I usually fuck socialists. “From each according to his ability, to each according to his need,” is generally the most satisfying approach to sex.
But recently I was overcome by an urge to try something new. I wanted an experience that wasn’t just different, but a little dirtier than I was used to. I wanted it rough. That’s why I decided to fuck a metaphor for right-wing economics.
I met the Invisible Hand of the Free Market exactly where you’d expect: its college dorm room. After some perfunctory small talk about stocks, it initiated contact.

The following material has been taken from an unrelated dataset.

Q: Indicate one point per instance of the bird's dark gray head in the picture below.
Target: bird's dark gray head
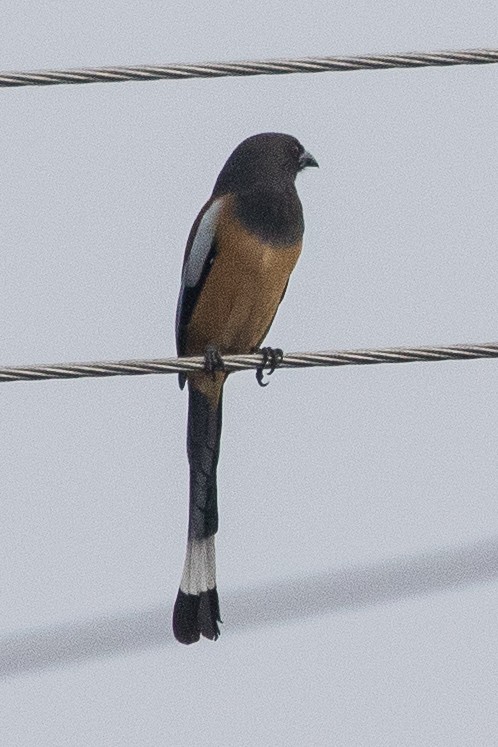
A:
(270, 160)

The Invisible Hand demonstrated the agility of market forces by awkwardly fumbling at my belt. When I realised it couldn’t undo the clasp, I undid it myself along with the zipper. The Invisible Hand muttered something about economic interventionism before pulling down my underwear. At least it could tear something down quickly enough.
Things only got worse from there. Careless and without empathy, the Invisible Hand alternated between painfully gripping me tightly and barely gliding over my skin at all.
It clearly lacked a coherent plan to make me orgasm, a goal which, while eventually and barely achieved, was frequently delayed by moments of physical pain caused by insensitive handling.
Watching trickle down economics trickle down my chest, I vowed to never fuck people or metaphors from the right again. When it comes to politicians and fuckbuddies, I need someone with vision, compassion, and good handwork.